Phase-II roll-out to be easier, with better revenue per user
Findings in the AlphaWise survey bode well for Phase-II of DAS: Our survey of 1,800 respondents in Mumbai, Delhi and Kolkata revealed the following: (i) there is a high level of DAS (digital addressable cable TV system) awareness; (ii) the benefits of digitisation are well known; (iii) the average time spent by households on watching TV is in excess of six hours per day, much higher than the national average of 2.5 hours and 5.3 hours in the US; and (iv) 11% of the analog subscribers we interviewed spend more than R249/month on TV entertainment, while 39% of DTH subscribers and 26% of digital cable subscribers are spending in excess of R249/month.
Phase-II cities stack up well on household income: Only five cities within the Phase-II bucket have household incomes less than that in Kolkata (which is the lowest amongst the Phase-I cities). Hence, given the importance attached to TV entertainment and the means to achieve it, we believe Phase-II cities should give a reasonable fillip to the overall DAS process.
Where we could be wrong: Any slowdown in the digitisation process could hurt sentiment. Also, INR depreciation against the USD could increase capex on STBs (set-top boxes), since these costs are USD-denominated.
Phase-I of the DAS process has been a reasonable success so far with the cities of Mumbai and Delhi almost fully digitised. Kolkata and Chennai have witnessed delays, but these are more due to state-specific issues. We understand that momentum has picked up in Kolkata and digitisation should be completed in the next few months. Chennai is a regional market and hence does not have a significant bearing on pan-India players such as Hathway, Dish TV and Zee.

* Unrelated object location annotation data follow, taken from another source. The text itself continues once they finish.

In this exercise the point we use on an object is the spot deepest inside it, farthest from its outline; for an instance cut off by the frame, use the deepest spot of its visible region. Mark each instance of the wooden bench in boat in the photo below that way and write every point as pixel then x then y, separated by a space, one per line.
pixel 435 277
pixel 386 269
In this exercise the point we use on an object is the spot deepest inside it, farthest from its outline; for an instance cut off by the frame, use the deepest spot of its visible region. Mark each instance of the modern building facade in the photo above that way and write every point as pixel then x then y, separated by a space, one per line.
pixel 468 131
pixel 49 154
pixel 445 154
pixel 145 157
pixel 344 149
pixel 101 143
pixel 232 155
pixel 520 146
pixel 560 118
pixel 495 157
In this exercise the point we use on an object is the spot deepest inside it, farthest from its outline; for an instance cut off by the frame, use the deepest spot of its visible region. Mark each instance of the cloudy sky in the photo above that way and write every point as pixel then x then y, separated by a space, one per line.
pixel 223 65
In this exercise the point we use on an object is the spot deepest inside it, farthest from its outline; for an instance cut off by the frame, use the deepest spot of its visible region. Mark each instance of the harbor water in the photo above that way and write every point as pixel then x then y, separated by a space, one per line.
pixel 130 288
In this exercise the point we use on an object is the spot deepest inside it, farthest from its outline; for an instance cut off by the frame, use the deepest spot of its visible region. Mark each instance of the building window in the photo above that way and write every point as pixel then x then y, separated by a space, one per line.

We conducted an AlphaWise survey of 1,800 respondents in Mumbai, Delhi and Kolkata around the Phase-I deadline (October 2012) to try and gain an understanding of consumer trends and behaviour around the digitisation process and our findings bode well for Phase-II implementation of DAS as well. Key findings are:
1. High level of awareness amongst Phase-I subscribers. We believe this should apply to Phase II subscribers as well, which includes reasonably big cities such as Bangalore, Pune, Hyderabad and Ahmedabad.
2. The benefits of digitisation are well known and hence we believe there should be little push-back from Phase-II consumers.
3. The average time spent per day by households on watching TV is in excess of six hours, with Mumbai respondents watching close to eight hours. We believe the trends could be similar in Phase-II cities. ARPUs have potential to improve due to digitisation, as analog subscribers switch to digital and start paying more. Also, the quarterly household income of Phase-II cities compares well with Phase-1 cities. As soon as the process starts, we believe momentum will drive digitisation to a great extent. Further, both MSOs (multiple system operators) and DTH (direct-to-home) companies have gained more confidence in the DAS process and hence, we believe they will push through Phase-II with added intensity.
In our discussions with the Hathway management, we understand that the STB seeding process in Kolkata and Phase-II cities has been promising?almost 10-15K boxes are being seeded in Kolkata every day which means that their subscribers in the city could turn digital by end-March. The company is also witnessing promising trends in the cities of Pune, Aurangabad, Nashik, Vadodra, Ahmedabad, Surat and Rajkot which augurs well for the roll-out of DAS.
What does it mean for stocks?
We maintain our Attractive industry view as we believe DAS roll-out is happening faster than we had expected. We remain Overweight on Hathway and Zee. We also upgrade Dish TV to Overweight for the following reasons:
Likelihood of better subscriber additions in FY2014 due to Phase II: Phase II is likely to include 18-20m households, of which about 40% may already be digital (both cable and DTH), thus leaving about 11-12m to be digitised. This would provide enough opportunity for DTH companies, more so Dish TV, which is a serious player in the business. Hence, we have raised our F2014 gross subscriber addition estimate from 2.5m earlier to 2.75m now.
Potential for FY2014 ARPUs to be better than our earlier expectation: On our estimates, Dish TV is likely to exit FY2013 with an ARPU of R162. While price hikes cannot be completely ruled out in FY2014, we believe the probability is low given acute competition around the Phase-II process. However, ARPUs could still head higher due to package upgrades by existing subscribers, increasing HD penetration and better customer retention.
We have increased our FY2014 ARPU estimate from R158 earlier to R164 now.
Valuations look reasonable: The stock has underperformed the Sensex by 19% and Hathway by 23% since October 2012. The stock is trading at more than 1 SD (standard deviation) below mean partly due to the fact that the last two quarters have reported flat to negative sequential Ebitda growth. However, we now expect 5% q-o-q Ebitda growth in Q4FY13 and 6-16% q-o-q growth in each of the four quarters in FY2014.